CMS rates CAPSTONE HEALTHCARE OF PERRYTON's staffing level at 5 out of 5 stars, which is much above average compared to other nursing homes. Staff turnover is 41%, compared to the Texas average of 46%. This relatively stable workforce can support continuity of care.

What Have Inspectors Found at Capstone Healthcare Of Perryton?

State health inspectors documented 17 deficiencies at CAPSTONE HEALTHCARE OF PERRYTON during 2023 to 2025. These included: 17 with potential for harm.

Who Owns and Operates Capstone Healthcare Of Perryton?

CAPSTONE HEALTHCARE OF PERRYTON is owned by a for-profit company. For-profit facilities operate as businesses with obligations to shareholders or private owners. The facility is operated by CAPSTONE HEALTHCARE, a chain that manages multiple nursing homes. With 60 certified beds and approximately 17 residents (about 28% occupancy), it is a smaller facility located in PERRYTON, Texas.

How Does Capstone Healthcare Of Perryton Compare to Other Texas Nursing Homes?

Compared to the 100 nursing homes in Texas, CAPSTONE HEALTHCARE OF PERRYTON's overall rating (4 stars) is above the state average of 2.8, staff turnover (41%) is near the state average of 46%, and health inspection rating (4 stars) is above the national benchmark.

What Should Families Ask When Visiting Capstone Healthcare Of Perryton?
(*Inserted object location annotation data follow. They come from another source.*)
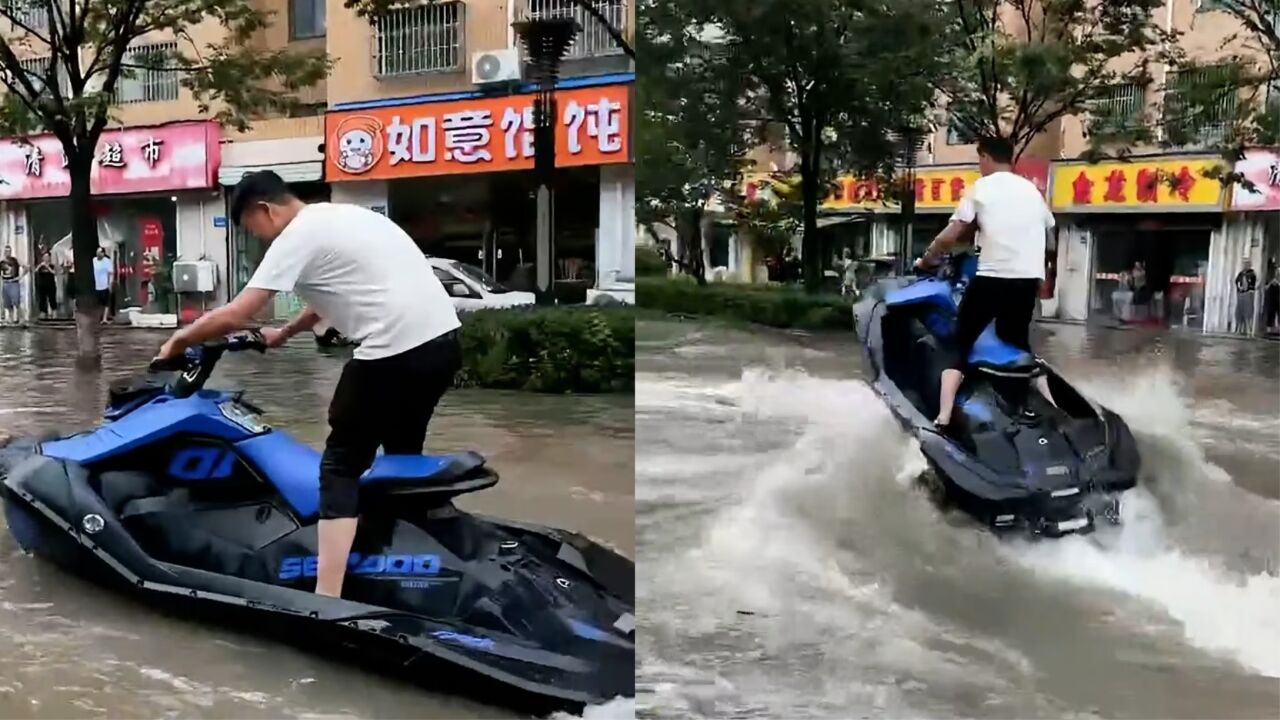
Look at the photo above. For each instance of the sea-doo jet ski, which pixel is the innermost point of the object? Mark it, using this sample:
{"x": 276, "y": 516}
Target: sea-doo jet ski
{"x": 184, "y": 495}
{"x": 1010, "y": 458}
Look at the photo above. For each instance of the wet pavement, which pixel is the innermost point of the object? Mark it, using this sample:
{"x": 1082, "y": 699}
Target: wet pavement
{"x": 76, "y": 651}
{"x": 789, "y": 566}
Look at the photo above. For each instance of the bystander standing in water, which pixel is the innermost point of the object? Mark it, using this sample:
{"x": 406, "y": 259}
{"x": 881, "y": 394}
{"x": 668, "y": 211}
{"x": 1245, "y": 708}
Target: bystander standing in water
{"x": 1246, "y": 294}
{"x": 10, "y": 287}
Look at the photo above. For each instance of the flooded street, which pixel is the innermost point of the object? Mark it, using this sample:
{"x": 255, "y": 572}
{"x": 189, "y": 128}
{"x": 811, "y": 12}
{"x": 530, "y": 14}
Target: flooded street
{"x": 789, "y": 568}
{"x": 76, "y": 651}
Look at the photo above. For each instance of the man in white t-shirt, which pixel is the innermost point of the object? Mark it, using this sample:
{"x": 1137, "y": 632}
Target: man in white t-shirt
{"x": 1013, "y": 222}
{"x": 364, "y": 276}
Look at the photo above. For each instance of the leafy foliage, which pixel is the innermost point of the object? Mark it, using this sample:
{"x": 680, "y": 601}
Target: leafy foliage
{"x": 695, "y": 132}
{"x": 1019, "y": 65}
{"x": 1233, "y": 100}
{"x": 549, "y": 349}
{"x": 64, "y": 60}
{"x": 764, "y": 305}
{"x": 840, "y": 77}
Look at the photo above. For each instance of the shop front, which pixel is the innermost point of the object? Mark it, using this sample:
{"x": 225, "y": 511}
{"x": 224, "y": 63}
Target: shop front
{"x": 1138, "y": 238}
{"x": 300, "y": 162}
{"x": 151, "y": 192}
{"x": 938, "y": 190}
{"x": 1252, "y": 236}
{"x": 457, "y": 176}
Based on this facility's data, families visiting should ask: "Can I visit during a mealtime to observe dining assistance and food quality?" "How do you handle medical emergencies, and what is your hospital transfer rate?" "Can I speak with family members of current residents about their experience?"

Is Capstone Healthcare Of Perryton Safe?

Based on CMS inspection data, CAPSTONE HEALTHCARE OF PERRYTON has a clean safety record: no substantiated abuse findings (meaning no confirmed cases of resident harm), no Immediate Jeopardy citations (the most serious violation level indicating risk of serious injury or death), and is not on the Special Focus Facility watch list (a federal program monitoring the lowest-performing 1% of nursing homes). The facility has a 4-star overall rating and ranks #1 of 100 nursing homes in Texas. While no facility is perfect, families should still ask about staff-to-resident ratios and recent inspection results during their visit.

Do Nurses at Capstone Healthcare Of Perryton Stick Around?

CAPSTONE HEALTHCARE OF PERRYTON has a staff turnover rate of 41%, which is about average for Texas nursing homes (state average: 46%). Moderate turnover is common in nursing homes, but families should still ask about staff tenure and how the facility maintains care continuity when employees leave.

Was Capstone Healthcare Of Perryton Ever Fined?

CAPSTONE HEALTHCARE OF PERRYTON has no federal fines on record. CMS issues fines when nursing homes fail to meet care standards or don't correct problems found during inspections. The absence of fines suggests the facility has either maintained compliance or corrected any issues before penalties were assessed. This is a positive indicator, though families should still review recent inspection reports for the full picture.

Is Capstone Healthcare Of Perryton on Any Federal Watch List?

CAPSTONE HEALTHCARE OF PERRYTON is not on any federal watch list. The most significant is the Special Focus Facility (SFF) program, which identifies the bottom 1% of nursing homes nationally based on persistent, serious quality problems. Not being on this list means the facility has avoided the pattern of deficiencies that triggers enhanced federal oversight. This is a positive indicator, though families should still review the facility's inspection history directly.